Going back pretty much to the founding of the Republican party Southerners saw it as the party of the North. After the Civil War and Reconstruction, it was virtually impossible for a Republican to win an election in the South for nearly a century. As time went on and the national Democratic party evolved, there ended up being a lot of tension as southern Democrats held views that increasingly diverged from those of the national party.

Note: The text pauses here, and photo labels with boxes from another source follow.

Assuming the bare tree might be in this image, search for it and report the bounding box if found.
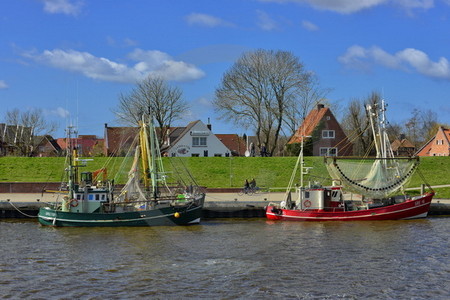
[342,92,381,155]
[213,50,311,155]
[114,76,189,145]
[5,108,58,156]
[286,72,334,136]
[405,108,437,148]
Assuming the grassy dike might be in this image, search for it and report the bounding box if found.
[0,157,450,198]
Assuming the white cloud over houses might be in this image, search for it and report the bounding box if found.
[256,10,278,31]
[260,0,434,14]
[0,80,8,90]
[23,49,205,83]
[338,45,450,80]
[185,13,234,27]
[41,0,83,15]
[45,107,70,119]
[302,20,319,31]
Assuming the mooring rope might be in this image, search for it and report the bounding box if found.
[8,201,38,218]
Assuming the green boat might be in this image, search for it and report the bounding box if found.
[38,118,205,227]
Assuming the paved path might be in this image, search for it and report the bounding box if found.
[0,192,450,204]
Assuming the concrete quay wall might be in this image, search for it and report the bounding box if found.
[0,192,450,219]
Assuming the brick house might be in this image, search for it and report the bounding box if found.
[288,104,353,156]
[416,126,450,156]
[104,120,232,157]
[56,134,104,157]
[33,135,63,157]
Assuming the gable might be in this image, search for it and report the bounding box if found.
[167,120,230,156]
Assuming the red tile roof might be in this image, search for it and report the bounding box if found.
[288,107,329,144]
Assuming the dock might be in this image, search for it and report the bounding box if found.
[0,191,450,219]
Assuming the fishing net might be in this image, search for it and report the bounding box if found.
[325,157,419,199]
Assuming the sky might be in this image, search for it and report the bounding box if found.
[0,0,450,138]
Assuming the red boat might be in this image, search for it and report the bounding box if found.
[266,101,434,221]
[266,187,434,221]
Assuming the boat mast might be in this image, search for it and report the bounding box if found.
[66,126,78,199]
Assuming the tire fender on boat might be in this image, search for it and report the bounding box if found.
[69,199,78,207]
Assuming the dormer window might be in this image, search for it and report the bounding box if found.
[192,137,206,147]
[322,130,334,139]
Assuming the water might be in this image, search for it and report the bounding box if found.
[0,218,450,299]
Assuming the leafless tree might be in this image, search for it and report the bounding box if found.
[286,72,335,136]
[5,109,57,156]
[342,92,381,156]
[213,50,311,155]
[405,108,437,148]
[114,76,189,145]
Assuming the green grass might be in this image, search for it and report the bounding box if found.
[0,157,450,198]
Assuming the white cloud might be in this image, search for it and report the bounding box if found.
[260,0,432,14]
[41,0,83,16]
[338,45,450,80]
[106,36,138,47]
[0,80,8,90]
[46,107,70,119]
[185,13,234,27]
[256,10,278,31]
[23,49,204,83]
[302,20,319,31]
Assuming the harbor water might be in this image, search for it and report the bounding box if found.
[0,218,450,299]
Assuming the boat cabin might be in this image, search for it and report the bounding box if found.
[295,185,344,211]
[63,172,110,213]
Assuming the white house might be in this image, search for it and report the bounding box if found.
[166,120,230,157]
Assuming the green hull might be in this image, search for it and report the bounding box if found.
[38,199,204,227]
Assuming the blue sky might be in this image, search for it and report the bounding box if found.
[0,0,450,137]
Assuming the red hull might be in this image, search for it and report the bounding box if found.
[266,192,434,221]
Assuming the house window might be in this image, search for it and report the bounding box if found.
[320,147,337,156]
[192,136,206,147]
[322,130,334,139]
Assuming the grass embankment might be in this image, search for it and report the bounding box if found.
[0,157,450,198]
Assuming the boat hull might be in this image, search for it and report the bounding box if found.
[38,198,204,227]
[266,193,434,221]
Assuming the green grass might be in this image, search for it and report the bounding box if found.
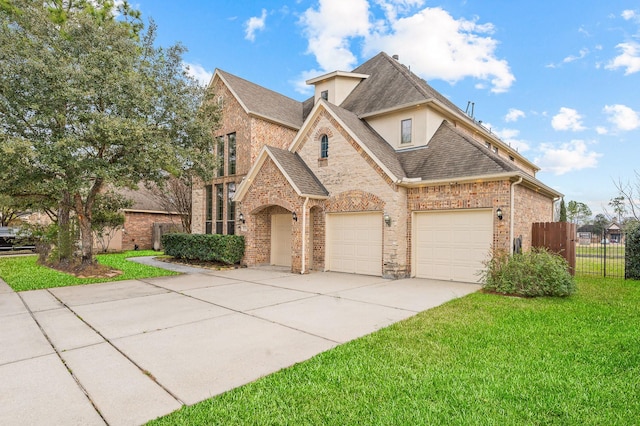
[152,278,640,425]
[0,250,178,291]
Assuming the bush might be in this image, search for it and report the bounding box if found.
[624,226,640,280]
[482,248,576,297]
[162,233,244,265]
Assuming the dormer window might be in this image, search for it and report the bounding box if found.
[320,135,329,158]
[400,118,411,144]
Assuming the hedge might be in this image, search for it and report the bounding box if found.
[162,233,244,265]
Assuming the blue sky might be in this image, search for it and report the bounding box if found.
[133,0,640,214]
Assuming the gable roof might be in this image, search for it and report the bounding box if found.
[234,146,329,201]
[340,52,464,116]
[214,69,304,129]
[398,121,520,180]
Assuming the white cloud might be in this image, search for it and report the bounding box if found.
[534,140,602,175]
[492,129,531,152]
[300,0,515,93]
[504,108,525,123]
[605,41,640,75]
[300,0,371,71]
[562,48,589,64]
[551,107,585,132]
[244,9,267,41]
[364,8,515,93]
[603,104,640,131]
[182,62,213,86]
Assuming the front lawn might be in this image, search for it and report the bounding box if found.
[0,250,178,291]
[152,277,640,425]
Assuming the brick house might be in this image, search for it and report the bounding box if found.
[193,53,561,282]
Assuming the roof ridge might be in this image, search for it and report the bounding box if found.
[441,120,520,170]
[216,68,303,104]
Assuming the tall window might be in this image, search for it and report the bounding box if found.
[204,185,213,234]
[216,136,224,176]
[227,182,236,235]
[227,133,236,175]
[320,135,329,158]
[216,183,224,234]
[400,119,411,143]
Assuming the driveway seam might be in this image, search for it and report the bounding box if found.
[16,290,109,425]
[43,290,186,406]
[141,278,343,345]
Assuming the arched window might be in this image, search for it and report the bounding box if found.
[320,135,329,158]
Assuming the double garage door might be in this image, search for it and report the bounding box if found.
[413,210,493,283]
[325,213,382,275]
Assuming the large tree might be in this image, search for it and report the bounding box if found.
[0,0,219,264]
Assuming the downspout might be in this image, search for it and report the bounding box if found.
[509,176,522,256]
[300,197,309,274]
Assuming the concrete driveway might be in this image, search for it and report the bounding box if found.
[0,262,479,425]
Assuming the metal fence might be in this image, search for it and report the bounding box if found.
[576,232,625,278]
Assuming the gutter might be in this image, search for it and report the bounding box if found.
[300,197,309,275]
[509,176,522,256]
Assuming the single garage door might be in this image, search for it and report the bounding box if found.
[271,214,292,266]
[414,210,493,283]
[326,213,382,275]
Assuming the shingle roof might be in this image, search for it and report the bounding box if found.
[217,69,304,129]
[325,102,406,179]
[265,146,329,197]
[340,52,463,116]
[398,121,520,180]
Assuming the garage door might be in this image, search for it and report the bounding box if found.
[326,213,382,275]
[271,214,292,266]
[414,210,493,283]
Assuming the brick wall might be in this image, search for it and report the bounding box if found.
[407,180,511,271]
[122,211,182,250]
[513,185,553,250]
[296,111,407,277]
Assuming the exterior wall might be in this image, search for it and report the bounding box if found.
[516,185,553,251]
[251,118,298,162]
[297,111,407,277]
[238,159,304,272]
[407,180,512,271]
[192,78,296,234]
[121,211,182,250]
[366,107,444,149]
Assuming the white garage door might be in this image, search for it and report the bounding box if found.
[271,214,292,266]
[413,210,493,283]
[326,213,382,275]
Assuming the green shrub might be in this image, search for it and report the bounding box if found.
[162,233,244,265]
[482,248,576,297]
[624,226,640,280]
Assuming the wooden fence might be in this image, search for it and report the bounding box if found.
[531,222,576,275]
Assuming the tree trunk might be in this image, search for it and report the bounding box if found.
[58,191,74,263]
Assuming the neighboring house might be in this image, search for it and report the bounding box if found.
[94,184,182,251]
[193,53,561,282]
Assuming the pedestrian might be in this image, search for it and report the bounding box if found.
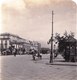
[31,49,36,60]
[13,48,17,57]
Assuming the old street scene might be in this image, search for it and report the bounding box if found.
[0,0,77,80]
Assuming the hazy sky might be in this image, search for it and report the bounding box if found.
[1,0,77,47]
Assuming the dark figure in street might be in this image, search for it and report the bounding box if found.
[14,48,17,57]
[31,49,36,60]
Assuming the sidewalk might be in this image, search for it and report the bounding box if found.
[1,54,77,80]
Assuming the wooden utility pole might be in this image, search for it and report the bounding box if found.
[49,11,54,63]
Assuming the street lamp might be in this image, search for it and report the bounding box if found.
[49,11,53,63]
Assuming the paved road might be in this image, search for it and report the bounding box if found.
[0,55,77,80]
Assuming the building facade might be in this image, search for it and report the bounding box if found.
[0,33,41,53]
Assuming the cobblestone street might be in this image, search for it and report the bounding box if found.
[0,54,77,80]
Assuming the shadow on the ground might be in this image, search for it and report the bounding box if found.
[46,62,77,66]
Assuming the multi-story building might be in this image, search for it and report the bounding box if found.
[0,33,41,53]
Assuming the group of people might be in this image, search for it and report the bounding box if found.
[30,49,42,60]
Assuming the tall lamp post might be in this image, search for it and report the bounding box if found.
[49,11,54,63]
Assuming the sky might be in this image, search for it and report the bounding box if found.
[0,0,77,46]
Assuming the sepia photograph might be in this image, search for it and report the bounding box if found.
[0,0,77,80]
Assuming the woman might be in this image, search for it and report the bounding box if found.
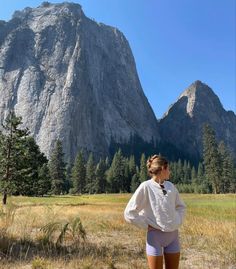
[124,155,186,269]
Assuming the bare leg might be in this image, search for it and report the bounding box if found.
[164,252,180,269]
[147,256,163,269]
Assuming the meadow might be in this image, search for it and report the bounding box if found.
[0,194,236,269]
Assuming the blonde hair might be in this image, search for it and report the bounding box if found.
[147,155,168,176]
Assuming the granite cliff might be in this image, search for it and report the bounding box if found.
[0,2,159,160]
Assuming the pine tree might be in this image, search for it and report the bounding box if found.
[139,153,148,182]
[107,149,124,193]
[36,163,51,196]
[0,111,29,205]
[218,141,235,193]
[176,159,184,183]
[72,151,86,194]
[16,136,48,196]
[123,158,131,192]
[130,174,140,192]
[49,140,66,194]
[85,153,96,194]
[203,125,221,193]
[95,159,107,193]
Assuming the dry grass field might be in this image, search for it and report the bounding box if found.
[0,194,236,269]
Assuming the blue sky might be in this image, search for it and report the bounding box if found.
[0,0,236,118]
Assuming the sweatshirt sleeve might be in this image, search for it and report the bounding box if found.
[124,183,148,229]
[175,186,186,224]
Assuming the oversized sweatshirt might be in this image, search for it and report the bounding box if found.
[124,179,186,232]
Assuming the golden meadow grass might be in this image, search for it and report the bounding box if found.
[0,194,236,269]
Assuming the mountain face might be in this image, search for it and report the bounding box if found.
[0,2,159,160]
[159,81,236,159]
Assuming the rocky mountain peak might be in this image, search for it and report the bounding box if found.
[160,80,236,159]
[12,2,84,20]
[177,80,223,117]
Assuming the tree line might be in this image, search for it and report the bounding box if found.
[0,111,236,204]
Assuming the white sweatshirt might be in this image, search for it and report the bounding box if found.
[124,179,186,232]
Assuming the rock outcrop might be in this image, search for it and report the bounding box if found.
[0,2,159,160]
[159,81,236,160]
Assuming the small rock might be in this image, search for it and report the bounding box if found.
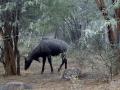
[62,68,81,80]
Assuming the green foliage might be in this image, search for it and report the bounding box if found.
[22,0,73,33]
[114,0,120,9]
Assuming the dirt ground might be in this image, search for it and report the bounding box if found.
[0,59,120,90]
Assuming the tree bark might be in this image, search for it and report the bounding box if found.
[3,22,16,75]
[0,0,22,75]
[96,0,117,48]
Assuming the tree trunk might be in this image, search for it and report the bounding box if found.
[96,0,117,48]
[0,0,22,75]
[3,22,16,75]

Eventually this tension led to a slow drift of the South away from the Democratic party. It started with the South occasionally voting for third party candidates for president starting in 1948, then finally for Republicans (particularly as the Republican party, seeing an opportunity, began openly courting Southern voters starting in the 1960s). At that point the South tended to vote Republican for president but for conservative Democrats otherwise. However, slowly the Republicans made inroads in lower level elections as well, partly by conservative Democratic lawmakers switching party affiliation to Republican. In the 1990s, the Republicans finally broke through and began dominating Congressional elections in the South as well.
Since then the changes have been filtering down to still lower level elections (state legislatures, county offices, etc.) but the switch still isn't complete, so you still have Democrats who are quite conservative holding elected office at the local level and people who vote straight ticket Republican or nearly so who identify as or are registered as Democrats.
To make a long story short, the South was historically dominated by the Democratic party, and as the politics of the party and the region have diverged, there's been a lag in terms of identification which means that many southern Democrats hold views that are far more in line with the national Republican party.